An attorney for Takhistov didn’t immediately respond to an email seeking comment from The Associated Press. A person listed as a relative also didn’t immediately respond to a message from the AP.

Takhistov espoused white supremacist views in his conversations with the undercover agent, and in posts “encouraged violence against Black and Jewish communities, praised mass shooters, and discussed causing death and destruction on a large scale,” according to New Jersey U.S. Attorney Philip Sellinger.

Takhistov discussed during a meeting in June a “three-step plan for white domination:” ending the war in Ukraine, invading Russia and then starting “political activism in Europe and America, supporting National Socialist political parties,” the official wrote in court papers.

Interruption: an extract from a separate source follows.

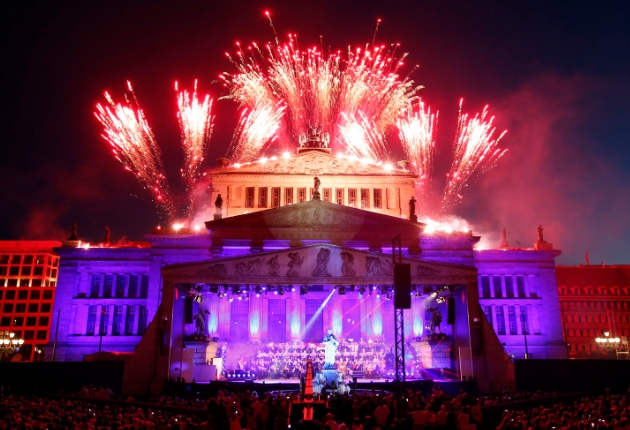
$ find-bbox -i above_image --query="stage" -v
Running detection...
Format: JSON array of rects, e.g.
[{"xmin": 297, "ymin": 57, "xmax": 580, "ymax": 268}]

Takhistov “explained that rallies and protests would not work; rather, people were waiting for a big event, such as the Oklahoma City bombing,” authorities allege. Takhistov told the undercover agent that while he was in Ukraine the person had to carry out “at least one event of serious activism,” they said.

Takhistov said his “ultimate dream was to attack a synagogue with a Hamas-style rocket,” officials said.

“We will not tolerate these kinds of alleged terroristic threats, and working with our partners, we will always be ready to root out and bring to justice anyone who attempts to carry out these acts,” Sellinger said.